タップやボタンといった操作は不要で、その主なインタフェースは「人の声」です。そんなAmazon Echoに使われているバーチャル・アシスタント「Alexa」が大幅アップデートを開発中だそうです。

今後、バーチャルアシスタントの精度を上げて、それが人にとって本当に役立つものにするために注目されているのが「emotions」(感情)です。感情検知の技術に取り組むのはAmazonにとどまらず、例えば今年1月には人の表情から感情検知する「Emotient」をAppleが買収しています。

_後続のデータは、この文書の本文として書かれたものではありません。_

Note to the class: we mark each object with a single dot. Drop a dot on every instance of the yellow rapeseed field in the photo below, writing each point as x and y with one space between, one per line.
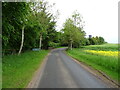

Alexaはというと、自然言語理解力の向上に加えて、人の声のトーンから感情を検知する技術に取り組んでいるとのこと。また確率解析を用いることで、より曖昧なリクエストにも応えることができるようになるはずだと言います。

例えば、シアトルの人が、“How are the Hawks doing?”(直訳すると、「タカの調子はどうだい?」)と質問を投げた場合。シアトルという場所から、指示者がプロフットボールチーム「シアトル・シーホークス」に言及しているのだと解釈する可能性が高まるそう。

最も認知されている音声アシスタントと言えばAppleの「Siri」ですが、目覚ましや電話をかけるなど、ごく限られたタスクでしか出番がないのが現状です。この点については、本媒体の「人々はなぜ音声アシスタント Siri を普段使いしないのか」という記事でも解説されています。

本来、「話す」(音声)という行為は人にとって最も自然なもの。ボタンを押したりキーボードに入力したりするのではなく、テクノロジーとのやり取りにも、今後は音声が主流になってくるはず。過去にその人が言ったことを記憶し、また相手のその時々の感情を読み取りながら、Alexaが人と会話のキャッチボールをするなんて未来が近づいています。